Underscoring Teradata’s differentiation in the cloud, Oliver Ratzesberger, president of Teradata Labs, ran a live test during the Summit simultaneously running the same TPC-based query workload on two-node Teradata instances on Azure and AWS and on two-node and eight-node instances of Amazon Redshift on AWS. The number of queries completed in this 39-minute test (shown below) demonstrated that costs per query were much lower for Teradata even though its cost per hour of service was 40% to 80% higher than the costs for Redshift.
I’ve seen this throughput-versus-cost comparison applied first hand by a customer comparing Amazon Elastic MapReduce to a high-performance alternative. Here, too, AWS was not the winner from a performance or cost perspective.
MyPOV on Teradata Cloud:
It’s easy enough to do your own tests with cloud-based services, but the real differentiator for Teradata is having hybrid and multi-cloud deployment options – capabilities Amazon obviously can’t offer.
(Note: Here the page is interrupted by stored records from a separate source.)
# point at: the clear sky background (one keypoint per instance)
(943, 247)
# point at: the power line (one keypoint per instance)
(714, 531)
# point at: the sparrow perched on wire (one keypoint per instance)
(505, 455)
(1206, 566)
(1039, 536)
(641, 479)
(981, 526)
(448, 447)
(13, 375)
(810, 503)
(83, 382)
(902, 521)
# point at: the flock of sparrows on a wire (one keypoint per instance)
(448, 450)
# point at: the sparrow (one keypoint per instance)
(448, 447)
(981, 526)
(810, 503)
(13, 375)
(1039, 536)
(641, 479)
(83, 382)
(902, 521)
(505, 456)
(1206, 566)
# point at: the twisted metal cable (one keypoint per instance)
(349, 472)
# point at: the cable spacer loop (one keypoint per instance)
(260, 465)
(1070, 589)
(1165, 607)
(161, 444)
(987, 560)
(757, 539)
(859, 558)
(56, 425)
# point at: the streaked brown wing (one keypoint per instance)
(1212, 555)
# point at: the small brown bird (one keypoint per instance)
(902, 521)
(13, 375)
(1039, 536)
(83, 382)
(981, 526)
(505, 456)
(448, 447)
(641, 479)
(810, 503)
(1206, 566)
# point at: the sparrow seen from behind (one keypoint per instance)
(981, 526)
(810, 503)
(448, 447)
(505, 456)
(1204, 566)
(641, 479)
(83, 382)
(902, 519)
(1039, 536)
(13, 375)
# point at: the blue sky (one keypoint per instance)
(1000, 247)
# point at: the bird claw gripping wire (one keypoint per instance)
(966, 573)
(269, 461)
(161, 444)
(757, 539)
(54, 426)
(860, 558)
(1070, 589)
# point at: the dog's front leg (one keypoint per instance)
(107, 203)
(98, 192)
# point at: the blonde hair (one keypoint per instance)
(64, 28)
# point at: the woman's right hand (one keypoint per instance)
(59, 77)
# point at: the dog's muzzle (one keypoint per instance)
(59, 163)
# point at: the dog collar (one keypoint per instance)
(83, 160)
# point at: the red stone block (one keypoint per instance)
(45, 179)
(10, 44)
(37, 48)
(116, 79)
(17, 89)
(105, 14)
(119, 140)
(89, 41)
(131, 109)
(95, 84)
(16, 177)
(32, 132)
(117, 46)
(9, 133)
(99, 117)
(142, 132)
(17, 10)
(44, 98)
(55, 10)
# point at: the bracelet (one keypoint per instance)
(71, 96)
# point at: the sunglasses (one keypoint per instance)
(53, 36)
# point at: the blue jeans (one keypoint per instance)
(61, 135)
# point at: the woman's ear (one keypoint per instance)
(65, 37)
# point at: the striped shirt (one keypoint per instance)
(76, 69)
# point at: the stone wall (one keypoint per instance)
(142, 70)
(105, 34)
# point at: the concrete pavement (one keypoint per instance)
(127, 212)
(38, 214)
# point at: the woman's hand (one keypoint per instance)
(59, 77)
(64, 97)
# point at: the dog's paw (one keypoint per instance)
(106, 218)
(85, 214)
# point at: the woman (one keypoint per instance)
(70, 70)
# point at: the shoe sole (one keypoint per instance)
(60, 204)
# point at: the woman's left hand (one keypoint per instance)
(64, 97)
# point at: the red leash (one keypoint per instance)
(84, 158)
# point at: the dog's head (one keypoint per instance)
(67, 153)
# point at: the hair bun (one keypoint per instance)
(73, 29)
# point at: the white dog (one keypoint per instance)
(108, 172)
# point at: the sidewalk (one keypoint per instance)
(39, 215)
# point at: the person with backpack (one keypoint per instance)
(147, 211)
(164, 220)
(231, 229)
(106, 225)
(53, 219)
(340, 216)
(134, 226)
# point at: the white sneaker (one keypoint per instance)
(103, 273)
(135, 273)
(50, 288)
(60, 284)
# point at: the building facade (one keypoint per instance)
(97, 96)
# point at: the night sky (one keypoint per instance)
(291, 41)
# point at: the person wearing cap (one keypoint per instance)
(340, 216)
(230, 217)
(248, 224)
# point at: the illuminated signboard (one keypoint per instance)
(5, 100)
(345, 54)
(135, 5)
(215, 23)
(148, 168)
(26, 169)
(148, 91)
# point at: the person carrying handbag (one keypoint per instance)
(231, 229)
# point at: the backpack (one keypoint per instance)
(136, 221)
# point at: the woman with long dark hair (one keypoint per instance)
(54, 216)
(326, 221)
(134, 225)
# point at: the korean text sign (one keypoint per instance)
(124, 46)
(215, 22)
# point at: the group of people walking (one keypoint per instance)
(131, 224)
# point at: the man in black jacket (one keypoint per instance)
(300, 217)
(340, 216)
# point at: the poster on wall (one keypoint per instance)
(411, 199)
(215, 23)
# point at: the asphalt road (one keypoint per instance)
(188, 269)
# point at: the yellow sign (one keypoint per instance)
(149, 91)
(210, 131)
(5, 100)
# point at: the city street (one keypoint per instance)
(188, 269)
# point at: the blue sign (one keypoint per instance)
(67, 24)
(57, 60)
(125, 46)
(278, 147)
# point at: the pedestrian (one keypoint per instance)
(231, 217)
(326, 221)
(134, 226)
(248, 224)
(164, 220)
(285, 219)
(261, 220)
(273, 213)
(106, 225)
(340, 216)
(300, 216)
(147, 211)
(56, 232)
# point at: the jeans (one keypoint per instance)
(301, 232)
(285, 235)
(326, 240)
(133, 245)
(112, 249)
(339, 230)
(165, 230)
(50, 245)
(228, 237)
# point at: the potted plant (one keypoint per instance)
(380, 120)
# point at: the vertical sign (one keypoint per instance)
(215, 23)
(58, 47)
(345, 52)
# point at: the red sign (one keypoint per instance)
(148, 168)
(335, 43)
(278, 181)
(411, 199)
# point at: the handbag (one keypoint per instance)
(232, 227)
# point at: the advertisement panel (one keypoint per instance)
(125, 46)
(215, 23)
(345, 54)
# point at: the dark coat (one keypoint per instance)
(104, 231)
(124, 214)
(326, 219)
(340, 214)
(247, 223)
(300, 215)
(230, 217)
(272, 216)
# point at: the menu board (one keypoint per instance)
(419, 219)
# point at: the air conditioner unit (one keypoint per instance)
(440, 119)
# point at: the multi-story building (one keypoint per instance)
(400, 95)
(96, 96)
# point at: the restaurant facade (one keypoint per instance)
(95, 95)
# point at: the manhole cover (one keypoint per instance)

I profiled one Teradata customer who says he may never use Teradata public cloud services, but he’s using Teradata’s (private cloud) Database as a Service for disaster recovery and dev-test work. Another customer I profiled said that he may never buy another rack; he’s running on the Teradata Database as a Service today and is looking forward to the day when he can move backup and test-dev instances to AWS or Azure.
There’s no one offering that will fit all customers, so Teradata’s hybrid approach is compelling. It’s my hope that the pace of execution increases and that customers get multi-node support on both AWS and Azure by the end of the year.
MyPOV Overall: Huge forces have disrupted business as usual across IT. The companies that flourished in the on-premises era have to adapt. As CEO Lund put it at the outset of the Summit, Teradata has great technology, smart people and an awesome customer base. Now that distractions — such as the divested Aprimo marketing business — are out of the way, Teradata has clearly refocused on its core competency. Now it’s a matter of execution and delivering great technology in smarter, more flexible and easier-to-consume ways.